# adding steering wheel controls



## blaizin1020 (May 5, 2019)

i have a base model cruze so obviously there are plugs on the steering wheel where volume controls and stuff would go, from my experience with other cars if it doesn't have the option it may still have the wiring for it this being said how hard would it be (if possible at all) to find and put in the steering wheel and cruise controls?


----------



## Blasirl (Mar 31, 2015)

There are issues with doing this with a Gen I so I would assume the same is true for the GenII. But that doesn't mean you can't be the first. It will take some research and some tenative disassembly to verify whats in there. I would suggest to pick one function and see if it is possible so you don't get overwhelmed at first. I think the cruise control would be the most difficult.

If you are near a pick n pull / LKQ yard I would explore a wrecked Cruze first and maybe salvage some harnesses. Spend a day and pull a steering column and match it to a digram you can get for free from a public library database or maybe a friendly parts man at a dealership.

Spend a bit of time researching on the internet and also look at Gen I tutorials for ideas and also other Chevy models forums to see what you might find.


Good Luck


----------



## torontouser (9 mo ago)

blaizin1020 said:


> i have a base model cruze so obviously there are plugs on the steering wheel where volume controls and stuff would go, from my experience with other cars if it doesn't have the option it may still have the wiring for it this being said how hard would it be (if possible at all) to find and put in the steering wheel and cruise controls?

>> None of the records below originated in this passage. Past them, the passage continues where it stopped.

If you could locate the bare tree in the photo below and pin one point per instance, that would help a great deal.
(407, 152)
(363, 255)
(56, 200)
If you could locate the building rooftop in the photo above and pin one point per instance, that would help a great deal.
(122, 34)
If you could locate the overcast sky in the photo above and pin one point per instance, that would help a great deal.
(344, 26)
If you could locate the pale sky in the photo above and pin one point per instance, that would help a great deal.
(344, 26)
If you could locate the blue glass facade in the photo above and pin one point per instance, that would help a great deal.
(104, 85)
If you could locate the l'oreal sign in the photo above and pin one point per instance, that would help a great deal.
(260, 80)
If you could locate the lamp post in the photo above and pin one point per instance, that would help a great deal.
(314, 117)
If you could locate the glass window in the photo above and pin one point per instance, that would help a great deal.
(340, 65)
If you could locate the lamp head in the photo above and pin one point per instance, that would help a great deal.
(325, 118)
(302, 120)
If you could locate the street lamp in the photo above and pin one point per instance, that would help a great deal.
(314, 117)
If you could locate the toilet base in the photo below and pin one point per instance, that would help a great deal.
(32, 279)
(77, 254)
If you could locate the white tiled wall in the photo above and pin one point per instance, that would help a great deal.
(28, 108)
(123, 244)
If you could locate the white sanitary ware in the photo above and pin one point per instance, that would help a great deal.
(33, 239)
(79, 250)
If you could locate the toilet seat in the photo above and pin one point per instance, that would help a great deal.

@blaizin1020 Were you able to get anything rolling?


----------



## CHEVYCRUZE RS (Mar 29, 2011)

I hope there are factory wires I just dont think on this platform they wouldve added the extra wiring but who knows I could be so wrong, keep us posted!


----------



## Blasirl (Mar 31, 2015)

torontouser said:


> @blaizin1020 Were you able to get anything rolling?


The OP has not been online here since 2019 so don't hold your breath.


----------